Aggregating the blur probabilities for patches distributed over the input image forms a coarse estimate of segmentation map.
- The training examples come from 500 all-in-focus images containing diverse scenes and textures obtained from Flickr dataset and 300 sharp images selected from the ILSVRC dataset.
- To simulate motion blur, 1000 realistic motion blur kernels are generated by following the approach described in .
- Optical blur is simulated using Gaussian blur kernels with variance σ². σ is varied from 0.5 to 4 in steps of 0.2.
- Each image I is convolved with N blur kernels randomly selected from our set to generate N blurred images.

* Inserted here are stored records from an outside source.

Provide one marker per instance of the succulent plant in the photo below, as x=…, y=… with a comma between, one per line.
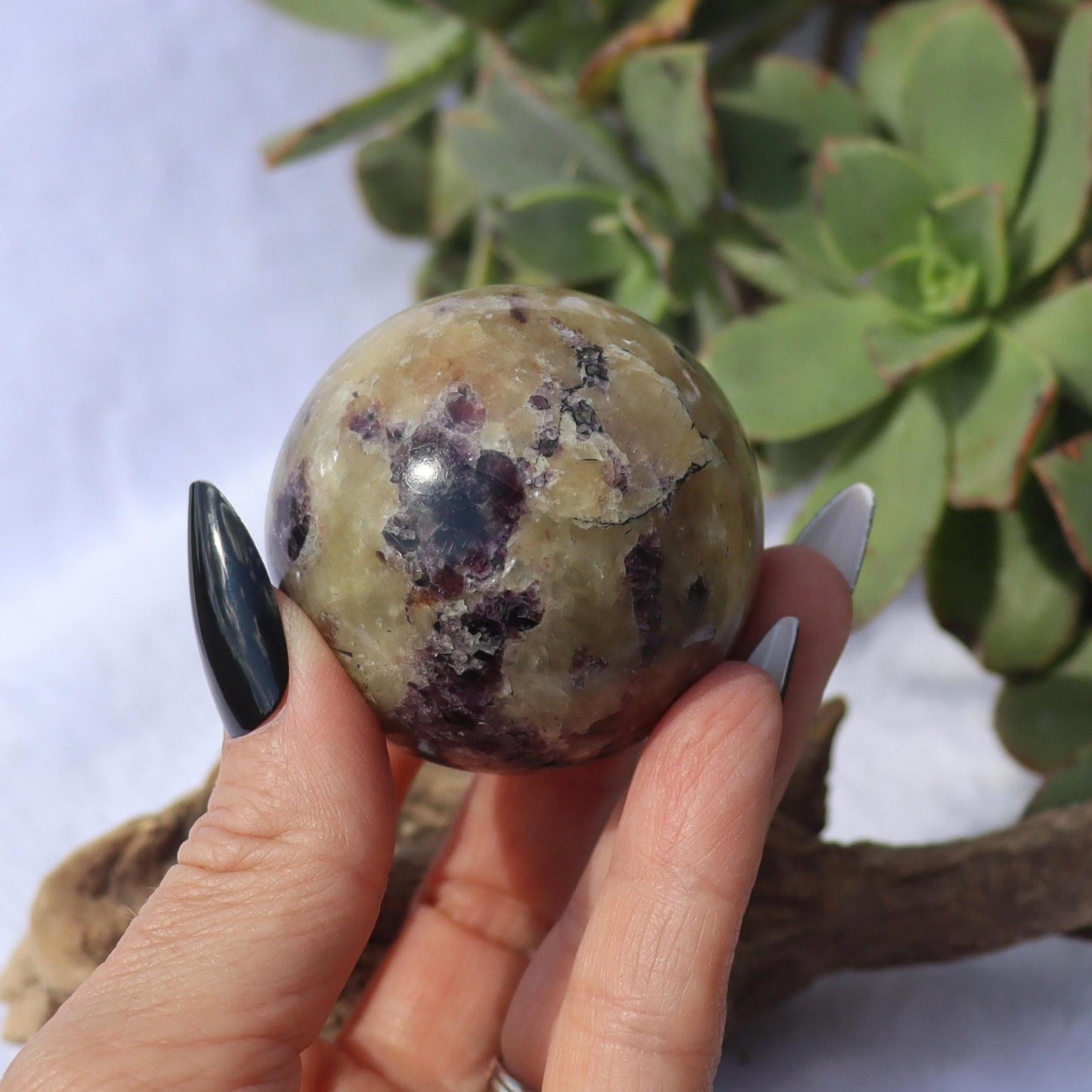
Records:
x=890, y=280
x=942, y=348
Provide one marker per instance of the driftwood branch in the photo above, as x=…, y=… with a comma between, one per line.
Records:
x=817, y=907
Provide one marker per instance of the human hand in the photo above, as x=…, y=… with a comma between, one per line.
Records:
x=579, y=922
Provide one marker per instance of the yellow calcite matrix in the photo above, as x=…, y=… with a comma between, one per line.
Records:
x=524, y=519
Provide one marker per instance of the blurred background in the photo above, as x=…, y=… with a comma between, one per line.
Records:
x=165, y=305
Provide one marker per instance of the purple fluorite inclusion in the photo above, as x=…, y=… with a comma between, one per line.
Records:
x=523, y=519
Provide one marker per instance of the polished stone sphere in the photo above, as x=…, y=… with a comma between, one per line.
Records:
x=524, y=519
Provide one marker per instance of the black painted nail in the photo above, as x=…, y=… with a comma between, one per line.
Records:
x=235, y=613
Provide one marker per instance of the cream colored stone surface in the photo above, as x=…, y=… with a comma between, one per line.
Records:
x=524, y=518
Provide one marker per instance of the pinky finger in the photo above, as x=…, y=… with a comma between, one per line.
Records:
x=645, y=1006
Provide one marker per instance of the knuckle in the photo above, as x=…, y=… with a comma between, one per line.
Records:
x=635, y=1023
x=500, y=918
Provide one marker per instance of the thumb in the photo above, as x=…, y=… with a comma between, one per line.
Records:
x=233, y=966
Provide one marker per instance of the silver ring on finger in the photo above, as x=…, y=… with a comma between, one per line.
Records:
x=501, y=1080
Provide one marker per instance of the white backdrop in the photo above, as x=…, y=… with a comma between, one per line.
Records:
x=165, y=304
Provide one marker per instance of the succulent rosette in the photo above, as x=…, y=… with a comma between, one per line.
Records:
x=888, y=277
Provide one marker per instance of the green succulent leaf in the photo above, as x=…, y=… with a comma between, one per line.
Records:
x=1072, y=784
x=998, y=400
x=1057, y=201
x=663, y=22
x=444, y=269
x=899, y=351
x=787, y=466
x=558, y=35
x=800, y=367
x=1040, y=19
x=926, y=282
x=665, y=101
x=892, y=42
x=773, y=118
x=393, y=174
x=493, y=14
x=1060, y=328
x=751, y=258
x=373, y=19
x=452, y=196
x=1005, y=584
x=969, y=103
x=641, y=289
x=970, y=226
x=523, y=134
x=403, y=100
x=873, y=196
x=1044, y=722
x=1066, y=474
x=901, y=451
x=571, y=233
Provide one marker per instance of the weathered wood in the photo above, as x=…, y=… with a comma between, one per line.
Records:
x=817, y=907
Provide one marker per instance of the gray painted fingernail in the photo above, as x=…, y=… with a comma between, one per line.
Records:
x=775, y=651
x=840, y=531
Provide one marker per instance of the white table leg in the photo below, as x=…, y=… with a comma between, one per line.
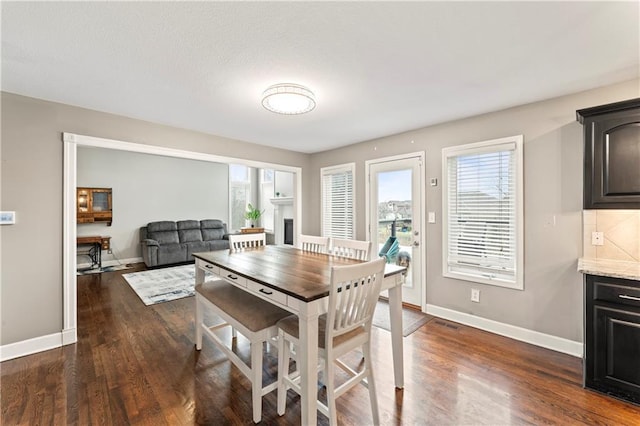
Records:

- 2×10⁵ image patches of size 30×30 are extracted from random locations in these images, but only those patches for training whose entropy (a measure of textureness) is greater than 4.5.
- This dataset is divided into 80% train and 10% each for both test and validation purpose.
- During testing, this process involves extraction of overlapping patches from the input image and passing them through the network to get their corresponding probabilities.
- This estimated probability is assigned to all the pixels contained in the patch, while averaging the values in the pixels being overlapped by other patches.
1.2. Image Level Classification Network (Top)
- A fully convolutional encoder-decoder network with skip connections is trained, which inspired from Pix2Pix.
- Pix2Pix is originally used for image-to-image translation task, in which the generator has a similar network architecture as U-Net. (If interested, please feel free to read Pix2Pix and U-Net.)
- It is trained using the dataset provided in Park CVPR’17.
- It is noted that when the training data is limited in size, inclusion of adversarial loss term ensures that the estimated segmentation-map is both semantically meaningful and close to the ground truth.
- The original L1 loss in Pix2Pix, is replaced by binary cross entropy loss as the targets are binary images, with the final layer as Sigmoid layer.
- The number of filters to is fixed as 64 throughout the network instead of doubling when downsizing since the task does not require learning of very deep hierarchical features.
- The dataset in Park CVPR’17 is used, i.e. 1000 images with human labelled blur regions, among which 296 are partially motion-blurred and 704 are defocus-blurred.
- It is divided into training and test sets (90%-10%).
1.3. Final Detection and Segmentation
- The outputs of the two networks have complimentary properties.
- Pixel-wise multiplication is performed: b(p) = b1(p) * b2(p).
The patch-level network is able to detect blurred regions with sufficient accuracy. However, sharp but homogeneous regions are also flagged as blurred in this map and the edges are not aligned.
On the other hand, the image level regression network’s map contains refined edges and is able to correctly classify homogeneous regions, but sometimes misclassifies blurred regions as sharp too.
- The probabilities b(p) are fed to an MRF for post-processing to obtain the final result.
2. Experimental Results
2.1. Qualitative Comparison
- The 100 test images in Park CVPR’17 are used for testing.
- The segmentation results returned by the proposed algorithm are very close to the ground truth. They are significantly more accurate than prior art.
2.2. Quantitative Comparison
- For binary segmentation, A simple thresholding method is applied to the defocused maps.
- It is observed that the proposed approach can effectively segment the image into defocused and focused regions.